Una figura solitaria avanzaba hacia él desde el otro extremo del largo
pasillo brillantemente iluminado. Era la muchacha morena. Habían pasado
cuatro días desde la tarde en que se la había encontrado cerca de la tienda.
Al acercarse, vio Winston que la joven llevaba en cabestrillo el brazo
derecho. De lejos no se había fijado en ello porque las vendas tenían el
mismo color que el mono. Probablemente, se habría aplastado la mano para
hacer girar uno de los grandes calidoscopios donde se fabricaban los
argumentos de las novelas. Era un accidente que ocurría con frecuencia en
el Departamento de Novela.
    Estaban separados todavía por cuatro metros cuando la joven dio un
traspié y se cayó de cara al suelo exhalando un grito de dolor. Por lo visto,
había caído sobre el brazo herido. Winston se paró en seco. La muchacha
logró ponerse de rodillas. Tenía la cara muy pálida y los labios, por
contraste, más rojos que nunca. Clavó los ojos en Winston con una
expresión desolada que más parecía de miedo que de dolor.
    Una curiosa emoción conmovió a Winston. Frente a él tenía a la
enemiga que procuraba su muerte. Frente a él, también, había una criatura
humana que sufría y que quizás se hubiera partido el hueso de la nariz. Se
acercó a ella instintivamente, para ayudarla. Winston había sentido el dolor
de ella en su propio cuerpo al verla caer con el brazo vendado.

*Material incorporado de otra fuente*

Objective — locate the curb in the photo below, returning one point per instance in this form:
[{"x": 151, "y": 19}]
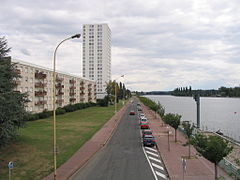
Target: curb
[{"x": 97, "y": 146}]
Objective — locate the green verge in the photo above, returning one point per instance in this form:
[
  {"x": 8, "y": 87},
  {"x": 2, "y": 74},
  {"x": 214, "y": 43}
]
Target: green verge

    —¿Estás herida? —le dijo.
    —No es nada. El brazo. Estaré bien en seguida.
    Hablaba como si le saltara el corazón. Estaba temblando y palidísima.
    —¿No te has roto nada?
    —No, estoy bien. Me dolió un momento nada más.

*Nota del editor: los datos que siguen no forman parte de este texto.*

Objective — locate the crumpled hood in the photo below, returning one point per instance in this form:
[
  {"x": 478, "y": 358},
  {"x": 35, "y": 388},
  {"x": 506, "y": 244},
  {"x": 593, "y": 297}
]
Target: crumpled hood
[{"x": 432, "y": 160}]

    Le tendió a Winston su mano libre y él la ayudó a levantarse. Le había
vuelto algo de color y parecía hallarse mucho mejor.

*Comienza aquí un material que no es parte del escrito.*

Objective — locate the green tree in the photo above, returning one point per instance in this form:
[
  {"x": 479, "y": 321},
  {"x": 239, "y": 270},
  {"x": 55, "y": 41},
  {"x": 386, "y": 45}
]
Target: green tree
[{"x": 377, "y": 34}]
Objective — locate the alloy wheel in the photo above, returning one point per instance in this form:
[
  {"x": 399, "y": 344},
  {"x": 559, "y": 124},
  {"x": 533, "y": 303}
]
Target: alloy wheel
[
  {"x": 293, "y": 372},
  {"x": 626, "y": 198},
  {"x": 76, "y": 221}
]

    —No ha sido nada —repitió poco después—. Lo que me dolió fue la
muñeca. ¡Gracias, camarada!
    Y sin más, continuó en la dirección que traía con paso tan vivo como si
realmente no le hubiera sucedido nada. El incidente no había durado más de
medio minuto. Era un hábito adquirido por instinto ocultar los sentimientos,
y además cuando ocurrió aquello se hallaban exactamente delante de una
telepantalla. Sin embargo, a Winston le había sido muy difícil no
traicionarse y manifestar una sorpresa momentánea, pues en los dos o tres
segundos en que ayudó a la joven a levantarse, ésta le había deslizado algo
en la mano. Evidentemente, lo había hecho a propósito. Era un pequeño
papel doblado. Al pasar por la puerta de los lavabos, se lo metió en el
bolsillo.
    Mientras estuvo en el urinario, se las arregló para desdoblarlo dentro del
bolsillo. Desde luego, tenía que haber algún mensaje en ese papel. Estuvo
tentado de entrar en uno de los
water-closets y leerlo allí. Pero eso habría
sido una locura. En ningún sitio vigilaban las telepantallas con más interés
que en los retretes.
    Volvió a su cabina, sentóse, arrojó el pedazo de papel entre los demás de
encima de la mesa, se puso las gafas y se acercó al hablescribe. «¡Todavía
cinco minutos! —se dijo a sí mismo—, ¡por lo menos cinco minutos!». Le
galopaba el corazón en el pecho con aterradora velocidad.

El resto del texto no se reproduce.